Don’t bend over backwards for hard-to-please clients. When we started, we had two buckets of clients: Those paying $99 per month, and those paying more than $1,000 per month. The $99 clients were taking up about 95% of our time, whereas the $1,000+ clients rarely reached out with issues. They knew the software, they knew how to implement, and if they wanted a feature made, the expectation wasn’t a 24-hour turnaround.
What we did: We actually terminated clients. This may sound absurd, but we actually broke up with them. We found a company that focused on smaller clients and we recommended our smaller, hard-to-please clients to them.
Don’t be a closed off “c-suite”. As the team grew, we had an option to either stay together as a large group, or take a small table across the office that would only fit a few people. The leadership team decided to take the small table and form an “executive table” so that we could focus on the macro-level things we needed to work on. Within a week of moving, we could tell the team was not performing as well as they should. We learned that they felt distant and that there was a new lack of transparency.
What we did: We instantly moved back to the group so that we could all work as one big happy family. Although the open office environment was great for collaborating, we were at the size where we needed to really be head-down quiet, so we signed up for Slack and now conversations can be done digitally, quietly and at each team-member’s own pace.
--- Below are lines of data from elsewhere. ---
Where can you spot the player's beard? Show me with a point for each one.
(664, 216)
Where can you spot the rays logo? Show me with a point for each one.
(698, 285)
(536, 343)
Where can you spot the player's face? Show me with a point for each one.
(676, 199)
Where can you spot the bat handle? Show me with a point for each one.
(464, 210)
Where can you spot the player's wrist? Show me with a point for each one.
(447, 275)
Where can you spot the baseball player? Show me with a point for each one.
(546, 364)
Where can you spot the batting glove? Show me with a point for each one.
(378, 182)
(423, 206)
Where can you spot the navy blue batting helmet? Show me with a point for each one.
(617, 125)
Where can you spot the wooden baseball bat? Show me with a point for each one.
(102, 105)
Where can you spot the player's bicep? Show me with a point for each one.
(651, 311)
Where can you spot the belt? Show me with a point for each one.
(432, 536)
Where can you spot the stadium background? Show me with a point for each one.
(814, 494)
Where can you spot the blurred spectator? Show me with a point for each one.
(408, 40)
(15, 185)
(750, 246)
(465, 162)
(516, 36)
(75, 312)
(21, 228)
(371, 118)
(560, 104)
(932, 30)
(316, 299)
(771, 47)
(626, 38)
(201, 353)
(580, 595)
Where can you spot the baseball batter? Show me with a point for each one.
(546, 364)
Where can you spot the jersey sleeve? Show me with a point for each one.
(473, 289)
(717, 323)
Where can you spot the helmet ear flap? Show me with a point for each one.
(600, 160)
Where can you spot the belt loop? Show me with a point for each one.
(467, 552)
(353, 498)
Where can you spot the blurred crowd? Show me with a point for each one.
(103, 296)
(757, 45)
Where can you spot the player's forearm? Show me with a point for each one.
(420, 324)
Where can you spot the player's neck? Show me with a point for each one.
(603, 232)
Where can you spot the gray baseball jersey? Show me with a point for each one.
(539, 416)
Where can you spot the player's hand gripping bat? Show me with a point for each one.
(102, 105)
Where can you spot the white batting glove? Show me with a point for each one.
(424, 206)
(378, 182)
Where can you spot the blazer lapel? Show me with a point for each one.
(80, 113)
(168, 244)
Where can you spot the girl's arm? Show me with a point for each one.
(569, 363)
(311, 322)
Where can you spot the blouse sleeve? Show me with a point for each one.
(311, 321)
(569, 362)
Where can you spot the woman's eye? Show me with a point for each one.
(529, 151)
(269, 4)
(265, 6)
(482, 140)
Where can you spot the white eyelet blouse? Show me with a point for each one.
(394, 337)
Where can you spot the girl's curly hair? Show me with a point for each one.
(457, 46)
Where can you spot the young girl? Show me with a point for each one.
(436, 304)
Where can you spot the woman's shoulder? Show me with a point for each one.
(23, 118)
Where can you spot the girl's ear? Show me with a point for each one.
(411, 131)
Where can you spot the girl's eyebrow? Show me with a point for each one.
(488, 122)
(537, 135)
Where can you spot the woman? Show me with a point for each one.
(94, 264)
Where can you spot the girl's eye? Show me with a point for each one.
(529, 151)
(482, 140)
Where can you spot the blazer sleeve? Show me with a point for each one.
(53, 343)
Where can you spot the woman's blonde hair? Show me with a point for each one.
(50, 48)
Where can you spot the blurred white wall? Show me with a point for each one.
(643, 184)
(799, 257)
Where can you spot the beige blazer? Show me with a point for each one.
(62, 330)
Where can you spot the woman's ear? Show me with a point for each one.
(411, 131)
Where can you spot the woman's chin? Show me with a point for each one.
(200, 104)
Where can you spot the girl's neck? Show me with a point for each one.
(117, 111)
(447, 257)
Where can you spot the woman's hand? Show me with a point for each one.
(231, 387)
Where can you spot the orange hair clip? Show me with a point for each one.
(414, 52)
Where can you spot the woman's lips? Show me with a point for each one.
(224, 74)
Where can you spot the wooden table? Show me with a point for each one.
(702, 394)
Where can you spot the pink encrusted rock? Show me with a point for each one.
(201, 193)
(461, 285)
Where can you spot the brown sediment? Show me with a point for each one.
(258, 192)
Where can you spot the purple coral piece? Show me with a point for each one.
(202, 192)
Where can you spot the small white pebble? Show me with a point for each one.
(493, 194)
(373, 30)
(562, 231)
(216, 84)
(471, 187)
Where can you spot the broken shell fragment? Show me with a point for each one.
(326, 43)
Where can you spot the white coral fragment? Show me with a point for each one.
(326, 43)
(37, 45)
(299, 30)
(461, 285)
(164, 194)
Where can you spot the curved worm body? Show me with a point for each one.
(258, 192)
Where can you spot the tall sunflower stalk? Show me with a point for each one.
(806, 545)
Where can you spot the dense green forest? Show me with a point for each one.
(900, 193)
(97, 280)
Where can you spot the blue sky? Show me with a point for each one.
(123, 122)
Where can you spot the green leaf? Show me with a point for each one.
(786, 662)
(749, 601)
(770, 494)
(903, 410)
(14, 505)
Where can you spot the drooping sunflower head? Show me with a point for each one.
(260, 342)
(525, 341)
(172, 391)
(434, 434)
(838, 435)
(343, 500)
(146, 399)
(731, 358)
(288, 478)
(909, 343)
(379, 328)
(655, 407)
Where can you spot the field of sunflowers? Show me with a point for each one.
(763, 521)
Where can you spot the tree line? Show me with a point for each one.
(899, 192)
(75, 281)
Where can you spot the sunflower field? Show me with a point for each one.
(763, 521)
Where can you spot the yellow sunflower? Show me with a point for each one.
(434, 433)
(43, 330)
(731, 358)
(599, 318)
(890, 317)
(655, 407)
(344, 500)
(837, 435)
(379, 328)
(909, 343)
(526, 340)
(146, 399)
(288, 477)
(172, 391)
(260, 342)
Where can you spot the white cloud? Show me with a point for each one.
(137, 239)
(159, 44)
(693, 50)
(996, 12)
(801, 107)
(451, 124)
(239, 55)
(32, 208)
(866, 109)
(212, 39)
Don’t talk about hires in front of the team. This is incredibly tough not to do as a small team. We expect openness, but when it comes down to it, there’s no reason to talk about recruits in front of the team.
What we did: We create a sheet for each interviewer to fill out immediately after the interview. We would then meet in a room to discuss our feedback as a group, away from the rest of the team.
Don’t overdo the team event thing. Team events are terrific for bonding and building morale. However, overdoing it where you’re taking up the outside life of the team is counter-productive. The expectation should be that everyone is a team player, but taking up everyone’s lunches, nights and weekends is selfish.
What we did: Cut offsite team events and replaced them with milestone celebrations. Our goal was to hire entrepreneurs, so the transparency of our MRR and the team celebrations that came with it helped us all feel and act more like owners.
Don’t waste time searching for an office. The co-working space we were at was starting to get expensive compared to an office. So for months we searched for offices. The areas we wanted to be in like Flatiron and Union Square are expensive, so we had to not just find a great office, but we had to search for a diamond through a bunch of listings we could just barely afford. We also wanted to have room to grow for the next year or two, so we weren’t looking for the smallest of spaces.
It took a lot of time and energy. Our brokers turned over a lot. We finally found a space we liked only to find out the building was being torn down in a year (hence the affordable rent). Other leases were for 3-5 year or longer, and we knew we’d outgrow them quickly. It was a complete disaster.
What we did: We negotiated to reduce the price-per-person at our Soho, New York co-working space, which made staying actually cheaper than having our own office space. This is exactly what we should have done on day one, but we were completely enchanted with the idea of having our own “cool” office.